Nasıl, ne ara Hyunjin'e bu kadar bağlanmıştı ki? Bu olmasa rahatça bırakırdı, asla affetmezdi. Ama o Hyunjin'di. O aklından çıkmıyordu. Onun yanında olmak istiyordu, onunla olmak... Ona sürekli bakmak, dokunmak istiyordu. Onsuz kendi değilmiş gibi hissediyordu. Onu sevmediğine kendini ve başkalarını inandırmaya çalışırken başka birine dönüşmüştü.

O Hwang Hyunjin'di. Ve Seungmin ona aşıktı.

Son kez affettim seni, duy beni ve yarın o uçağa binme.

°°°

"Of nerde bunlar? Yemin ederim kafayı yiyeceğim." diye söylendi Minho kalabalığın icinden geçerken. Ryujin de arkasından geliyordu. Arkadaşlarını bulmak için zorla da olsa yüzlerini yıkayıp biraz olsun ayılmışlardı.

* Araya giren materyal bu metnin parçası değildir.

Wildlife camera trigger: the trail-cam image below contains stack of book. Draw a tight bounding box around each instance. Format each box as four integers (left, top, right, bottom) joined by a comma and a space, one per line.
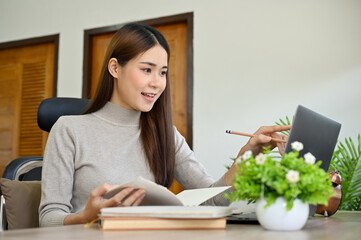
99, 206, 232, 230
99, 177, 232, 230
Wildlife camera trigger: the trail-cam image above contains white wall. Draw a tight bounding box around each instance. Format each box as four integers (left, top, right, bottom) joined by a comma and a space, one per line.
0, 0, 361, 177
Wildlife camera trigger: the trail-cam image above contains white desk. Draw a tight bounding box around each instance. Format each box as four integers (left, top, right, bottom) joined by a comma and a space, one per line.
0, 212, 361, 240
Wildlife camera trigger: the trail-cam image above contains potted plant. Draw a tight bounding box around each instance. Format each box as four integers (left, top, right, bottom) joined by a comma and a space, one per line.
226, 142, 334, 230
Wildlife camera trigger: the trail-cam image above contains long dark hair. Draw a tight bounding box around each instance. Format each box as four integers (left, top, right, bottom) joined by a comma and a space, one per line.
85, 23, 175, 187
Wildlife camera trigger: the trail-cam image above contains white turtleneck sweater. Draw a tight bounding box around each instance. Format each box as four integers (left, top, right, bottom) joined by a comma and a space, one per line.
39, 102, 229, 226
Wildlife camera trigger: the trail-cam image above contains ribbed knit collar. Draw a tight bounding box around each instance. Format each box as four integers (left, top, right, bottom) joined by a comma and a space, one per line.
93, 102, 141, 126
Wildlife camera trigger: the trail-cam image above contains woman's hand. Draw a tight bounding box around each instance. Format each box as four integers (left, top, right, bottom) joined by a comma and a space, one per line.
64, 183, 145, 225
224, 125, 291, 186
237, 125, 291, 158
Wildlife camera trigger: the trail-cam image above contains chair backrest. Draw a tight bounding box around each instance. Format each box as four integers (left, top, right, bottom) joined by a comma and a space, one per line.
0, 98, 90, 180
0, 98, 90, 231
38, 98, 90, 132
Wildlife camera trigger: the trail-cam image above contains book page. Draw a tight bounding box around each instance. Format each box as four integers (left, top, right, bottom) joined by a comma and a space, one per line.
103, 177, 230, 206
100, 206, 232, 218
177, 186, 231, 206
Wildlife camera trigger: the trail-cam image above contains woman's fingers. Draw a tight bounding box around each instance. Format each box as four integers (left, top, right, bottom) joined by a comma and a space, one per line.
102, 187, 134, 207
120, 189, 145, 207
90, 183, 116, 198
103, 187, 145, 207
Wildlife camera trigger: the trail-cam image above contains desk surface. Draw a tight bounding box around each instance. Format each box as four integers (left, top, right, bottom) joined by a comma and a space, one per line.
0, 212, 361, 240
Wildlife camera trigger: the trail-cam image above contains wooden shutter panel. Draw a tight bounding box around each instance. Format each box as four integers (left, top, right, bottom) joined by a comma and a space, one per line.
18, 62, 46, 156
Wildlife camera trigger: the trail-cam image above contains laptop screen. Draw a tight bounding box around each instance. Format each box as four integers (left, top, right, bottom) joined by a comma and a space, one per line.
285, 105, 341, 171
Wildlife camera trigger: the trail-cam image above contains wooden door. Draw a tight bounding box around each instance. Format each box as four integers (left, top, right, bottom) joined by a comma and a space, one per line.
90, 22, 189, 193
0, 43, 55, 175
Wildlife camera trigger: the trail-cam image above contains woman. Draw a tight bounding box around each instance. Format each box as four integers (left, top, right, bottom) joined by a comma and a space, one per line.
39, 24, 288, 226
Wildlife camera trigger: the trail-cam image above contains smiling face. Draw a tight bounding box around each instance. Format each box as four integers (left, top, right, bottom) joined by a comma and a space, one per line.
108, 45, 168, 112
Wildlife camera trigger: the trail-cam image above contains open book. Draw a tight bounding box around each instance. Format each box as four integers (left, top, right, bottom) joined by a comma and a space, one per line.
99, 206, 232, 230
103, 177, 230, 206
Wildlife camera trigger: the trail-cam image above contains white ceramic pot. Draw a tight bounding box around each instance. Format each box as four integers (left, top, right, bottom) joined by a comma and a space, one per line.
256, 197, 309, 231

"Neden bu kadar büyük yapmışlar burayı? Hayır insanların sarhoş olup kaybolabileceğini hiç düşünmemişler mi? Şikayette bulunacağım." dedi Ryujin. Minho onu duymamıştı.

"Şu kapı ne yangın merdiveni mi?" Minho gözlerini kısarak yakında bir yere bakıyordu. Ryujin de onun baktığı yere baktı.

"Galiba. Görmüyor musun?"

"Görmüyorum miyop var bende."

Ryujin bu gereksiz bilgiye başını sallamakla yetindi. Sonrasında kapıya doğru yürüdüler.

"Of Seungmin Hyunjin'i öldürmemiş olsun amin." Ryujin iki elini açıp gözlerini kapatarak mırıldanmıştı kapının önüne geldiklerinde. Minho da ne yaptığını anlamasa da onu taklit etti.

Dua işi bitince Minho elini kapının büyük koluna koyup ittirerek açtı.

Gördükleri manzara karşısında ikisinin de şokla gözleri açıldı. Aynı anda sesli bir nefes alarak "Hii!" ifadesini sundular.

Hyunjin duvara yaslanmış, Seungmin de onun karnına başını koymuş yatıyordu. İkisinin de gözleri kapalıydı ve nefes alıyormuş gibi görünmüyorlardı.

×××

bölüm kısa ama zaten kısa olacaktı, hatta tahmin ettiğimden uzun bile oldu öyle diyim...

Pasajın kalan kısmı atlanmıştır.